Третья считывающая головка поднялась, четвёртая опустилась иголками на пергаленту.

— Большие, чопорные подстриженные сады, — заговорила машина. Мех внутри неё будто дышал, и это казалось единственным — пусть иллюзорным — признаком жизни среди равномерных, безостановочных вращательных и возвратно-поступательных движений. — Садовники с ножницами, своры борзых, черно-белый дог, застывший на эспланаде в горделивой неподвижности, клумбы катарий и некроток между боскетами и каменными шарами на углах балюстрад. В длинном платье, вышитом серебром, одна, я иду по коридору из идеально выстриженных самшитов.

(Пергаленты ползли между мерно колеблющимися грейферами. Иголки поднимали и опускали рычажки, заставляя их нажимать на клапаны парового усилителя).

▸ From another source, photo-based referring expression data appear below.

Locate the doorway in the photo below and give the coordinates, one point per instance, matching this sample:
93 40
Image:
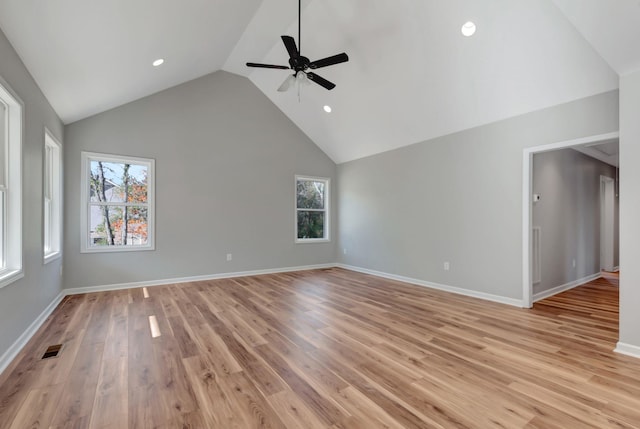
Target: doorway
607 224
527 204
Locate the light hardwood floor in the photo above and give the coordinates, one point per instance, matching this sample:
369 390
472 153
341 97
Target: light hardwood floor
324 349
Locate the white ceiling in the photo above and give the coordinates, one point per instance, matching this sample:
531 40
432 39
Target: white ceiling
611 26
90 56
411 76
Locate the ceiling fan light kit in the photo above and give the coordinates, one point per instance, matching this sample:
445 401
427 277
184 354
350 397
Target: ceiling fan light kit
301 64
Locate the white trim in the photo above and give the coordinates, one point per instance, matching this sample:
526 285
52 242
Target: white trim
325 210
57 173
85 205
437 286
627 349
527 191
11 230
558 289
18 345
52 257
148 283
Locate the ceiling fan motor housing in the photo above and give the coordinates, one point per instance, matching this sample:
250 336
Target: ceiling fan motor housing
299 63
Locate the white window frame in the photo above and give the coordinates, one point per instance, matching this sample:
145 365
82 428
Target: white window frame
326 210
85 202
52 198
11 257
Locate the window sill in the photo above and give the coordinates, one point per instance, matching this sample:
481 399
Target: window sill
312 240
111 249
9 276
50 257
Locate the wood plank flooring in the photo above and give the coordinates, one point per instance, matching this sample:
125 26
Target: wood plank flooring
323 349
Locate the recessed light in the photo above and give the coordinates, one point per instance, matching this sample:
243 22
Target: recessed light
468 29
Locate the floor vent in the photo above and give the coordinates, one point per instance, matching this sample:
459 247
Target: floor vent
52 351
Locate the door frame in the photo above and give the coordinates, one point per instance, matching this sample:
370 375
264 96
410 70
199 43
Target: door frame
607 204
527 203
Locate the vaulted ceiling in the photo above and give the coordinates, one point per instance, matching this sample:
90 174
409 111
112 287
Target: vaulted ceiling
411 76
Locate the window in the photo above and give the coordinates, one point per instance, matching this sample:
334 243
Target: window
10 187
52 198
117 203
312 209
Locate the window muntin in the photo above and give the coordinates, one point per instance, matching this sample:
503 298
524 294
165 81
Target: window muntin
312 209
118 203
11 133
52 198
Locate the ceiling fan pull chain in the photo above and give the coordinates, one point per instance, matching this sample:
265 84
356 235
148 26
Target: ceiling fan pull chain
299 27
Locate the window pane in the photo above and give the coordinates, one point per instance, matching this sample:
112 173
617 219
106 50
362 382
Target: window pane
106 226
47 225
118 182
310 194
310 224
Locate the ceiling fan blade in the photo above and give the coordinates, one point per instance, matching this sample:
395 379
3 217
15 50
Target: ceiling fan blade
267 66
290 44
288 83
321 81
329 61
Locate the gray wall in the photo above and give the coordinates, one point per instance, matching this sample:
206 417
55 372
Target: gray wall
456 198
630 210
24 300
568 214
226 158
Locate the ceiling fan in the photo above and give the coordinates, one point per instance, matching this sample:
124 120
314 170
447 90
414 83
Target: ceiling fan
301 65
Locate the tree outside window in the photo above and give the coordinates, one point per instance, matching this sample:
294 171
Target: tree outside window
119 203
312 221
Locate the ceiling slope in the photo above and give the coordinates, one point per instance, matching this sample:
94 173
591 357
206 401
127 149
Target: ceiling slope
412 76
612 27
90 56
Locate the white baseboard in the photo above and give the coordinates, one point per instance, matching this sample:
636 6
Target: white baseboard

— Между утренней молитвой и уроком танцев у меня есть немного времени прогуляться, побыть одной, помечтать. Мне шестнадцать лет. Я полной грудью вдыхаю прохладу пасмурного утра. Я углубляюсь всё дальше в парк и уже почти не слышу ни лязга садовых ножниц, ни собачьего лая — только шорох платья и хруст под каблуками свежего речного песка с ракушками.

(Ползуны поршней усилителя торопливо проворачивали туда-сюда шестнадцатеричные цифровые диски регистров оперативной мнемы).

— Я миную оранжерею, миную статую Психеи из бронзы в зелёной патине, сворачиваю в тёмную, накрытую толстым сводом ветвей аллею — и вижу их. Четверо в чёрных домино. На лица низко надвинуты шапероны, из-под них белыми клювами торчат подбородки масок-баутт. Движением столь слаженным, будто ими всеми управляет один кукловод, они распахивают плащи — и я вижу четыре направленных на меня клинка.

— Послушайте, инвестигатор… — не выдержал Суэво.

— Молчать!

— Один из них выступает вперёд. «Не бойтесь, графиня, — говорит он. — Видите, мы не хотим показывать свои лица. Значит, намерены вернуть вас родителям в целости и сохранности. Это просто похищение за выкуп. Мы не сделаем вам зла. Пройдите с нами и, ради Троорла, не поднимайте шума».